Andrew Ceresney, the Director of the Division of Enforcement of the SEC, assured compliance officers that compliance officers would not be exposed to liability when compliance officers engage and remediate problems at investment management firms in a speech given in May 2014.  Mr. Ceresney reiterated that compliance personnel do not become supervisors solely because they provide advice to, or consult with, business line personnel.[1]  However, he clarified that the SEC will bring legal action against compliance officers, typically when the “SEC believes that legal or compliance personnel have affirmatively participated in the misconduct, when they have helped mislead regulators or when they have clear responsibility to implement compliance programs and wholly failed to carry out that responsibility.”  Mr. Ceresney then pointed out a case in which the SEC did bring legal action against a compliance officer.

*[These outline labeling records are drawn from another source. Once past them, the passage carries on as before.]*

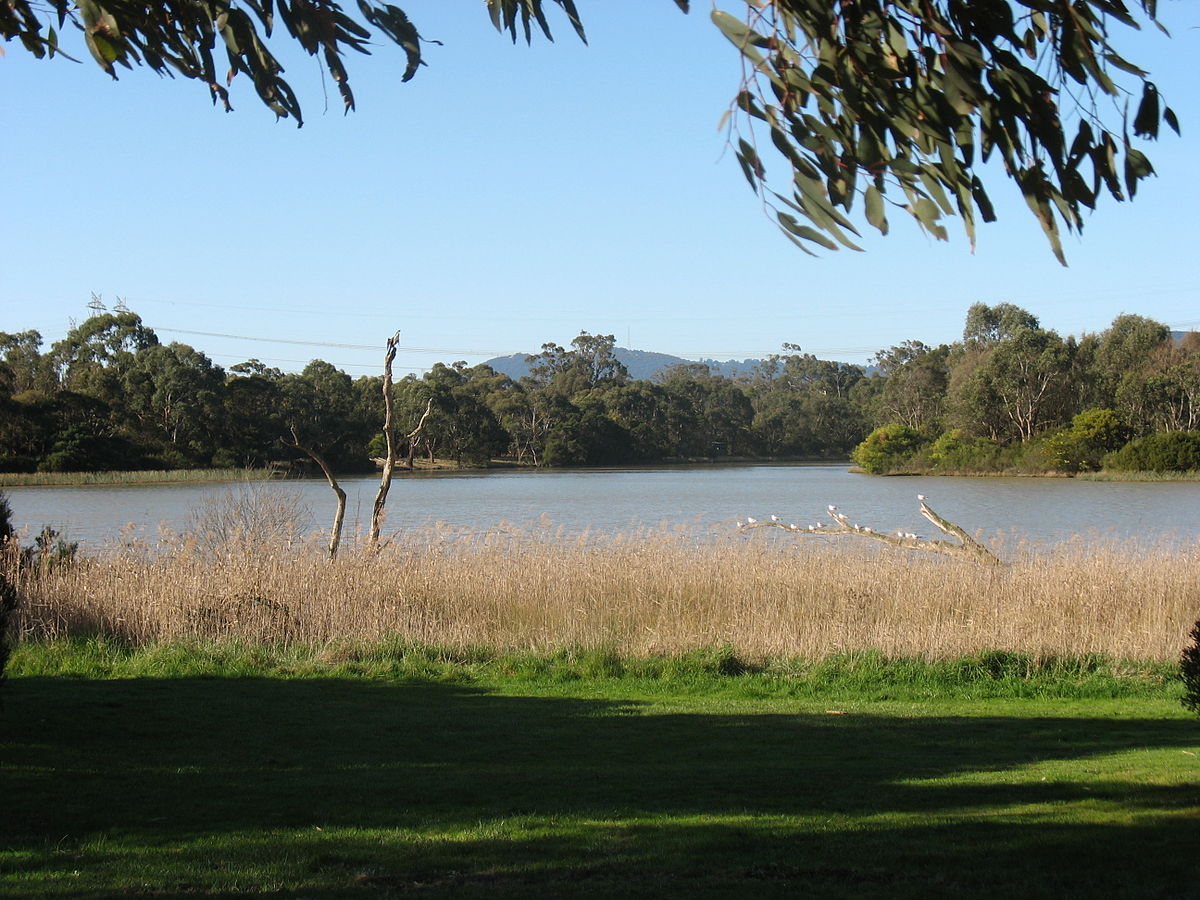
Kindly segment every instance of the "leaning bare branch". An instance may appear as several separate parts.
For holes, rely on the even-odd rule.
[[[396,344],[400,343],[400,332],[388,338],[388,352],[383,359],[383,437],[388,446],[388,456],[383,463],[383,474],[379,478],[379,491],[376,493],[374,506],[371,510],[371,532],[367,536],[367,548],[371,551],[379,548],[379,528],[383,526],[384,504],[388,503],[388,491],[391,487],[391,473],[396,468],[396,437],[392,426],[392,395],[391,395],[391,364],[396,359]]]
[[[337,510],[334,512],[334,527],[330,529],[329,534],[329,558],[334,559],[337,556],[337,547],[342,542],[342,522],[346,521],[346,491],[342,486],[337,484],[337,478],[334,475],[334,470],[330,468],[325,457],[319,452],[313,450],[311,446],[306,446],[300,443],[300,437],[296,434],[296,430],[292,430],[292,440],[287,438],[281,438],[280,443],[284,446],[290,446],[293,450],[299,450],[306,454],[310,460],[320,466],[320,470],[325,473],[325,480],[329,481],[329,487],[337,497]]]
[[[943,540],[930,540],[928,538],[912,534],[911,532],[895,532],[894,534],[888,532],[877,532],[874,528],[859,526],[858,522],[851,522],[850,517],[840,512],[836,506],[829,506],[828,510],[829,516],[833,518],[832,524],[817,522],[816,524],[810,526],[798,526],[785,522],[779,516],[770,516],[767,520],[746,518],[744,522],[738,522],[738,528],[782,528],[785,532],[793,532],[796,534],[857,534],[860,538],[870,538],[871,540],[887,544],[892,547],[899,547],[901,550],[920,550],[929,553],[942,553],[943,556],[970,559],[986,565],[1001,564],[1000,559],[984,545],[967,534],[962,528],[954,524],[954,522],[943,518],[930,509],[923,494],[917,494],[917,499],[920,502],[920,515],[929,520],[942,533],[950,535],[952,538],[956,538],[959,544],[952,544],[950,541]]]

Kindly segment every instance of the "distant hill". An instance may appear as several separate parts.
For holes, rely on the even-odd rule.
[[[725,360],[712,359],[692,360],[682,356],[672,356],[670,353],[654,353],[652,350],[626,350],[624,347],[614,347],[612,354],[629,370],[629,377],[635,380],[652,380],[655,374],[671,366],[683,366],[688,364],[703,362],[712,370],[713,374],[737,378],[750,374],[760,360]],[[503,372],[509,378],[520,379],[529,374],[529,364],[526,362],[527,353],[514,353],[510,356],[496,356],[486,360],[486,365],[497,372]]]

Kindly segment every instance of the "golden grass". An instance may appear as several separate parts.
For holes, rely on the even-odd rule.
[[[853,539],[641,533],[565,540],[436,528],[377,557],[170,538],[16,575],[28,637],[337,648],[400,638],[744,659],[985,649],[1174,660],[1200,617],[1200,553],[1066,546],[985,568]]]

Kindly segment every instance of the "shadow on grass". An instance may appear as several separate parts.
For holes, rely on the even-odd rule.
[[[1198,890],[1196,768],[1105,761],[1194,748],[1189,720],[643,715],[332,679],[5,692],[14,895]]]

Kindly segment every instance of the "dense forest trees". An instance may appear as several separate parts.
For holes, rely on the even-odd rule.
[[[1140,316],[1076,340],[1012,304],[976,304],[954,344],[905,341],[863,367],[786,343],[738,379],[688,364],[635,380],[612,335],[586,331],[528,362],[520,380],[454,362],[397,382],[400,456],[613,466],[854,451],[868,472],[1080,472],[1182,464],[1200,428],[1200,336]],[[128,311],[48,349],[36,331],[0,332],[0,470],[304,470],[311,450],[367,472],[383,455],[380,389],[323,360],[224,371]]]
[[[1012,304],[976,304],[961,342],[876,361],[876,430],[854,451],[868,472],[1195,468],[1180,448],[1200,451],[1200,334],[1118,316],[1076,341]],[[1116,452],[1133,438],[1160,450]]]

CCO Knew About the Firm’s Decision to Violate Rules, Affirmatively Participated in the Violations and then Concealed the Violations from Regulators

Mr. Ceresney pointed out the Penson[2] case in which the SEC alleged that Penson’s chief compliance officer, Thomas R. Delaney, had direct knowledge that Penson’s procedures were resulting rule violations, but Mr. Delaney failed to take steps to bring Penson into compliance and affirmatively assisted in the violations.  Furthermore, the SEC alleged that Mr. Delaney concealed such violations in “numerous” communications with the SEC and FINRA.[3]  Included in the long list of Mr. Delaney’s misconduct was the fact that the SEC viewed that Mr. Delaney “consciously chose profits over compliance.”[4]

CCO Takeaways

  • CCOs should design compliance policies and procedures against known risks.
  • CCOs should investigate violations of compliance policies and procedures and take remedial measures to curtail future violations.
  • CCOs should be proactive and fully engage in the business to monitor against potential rule violations.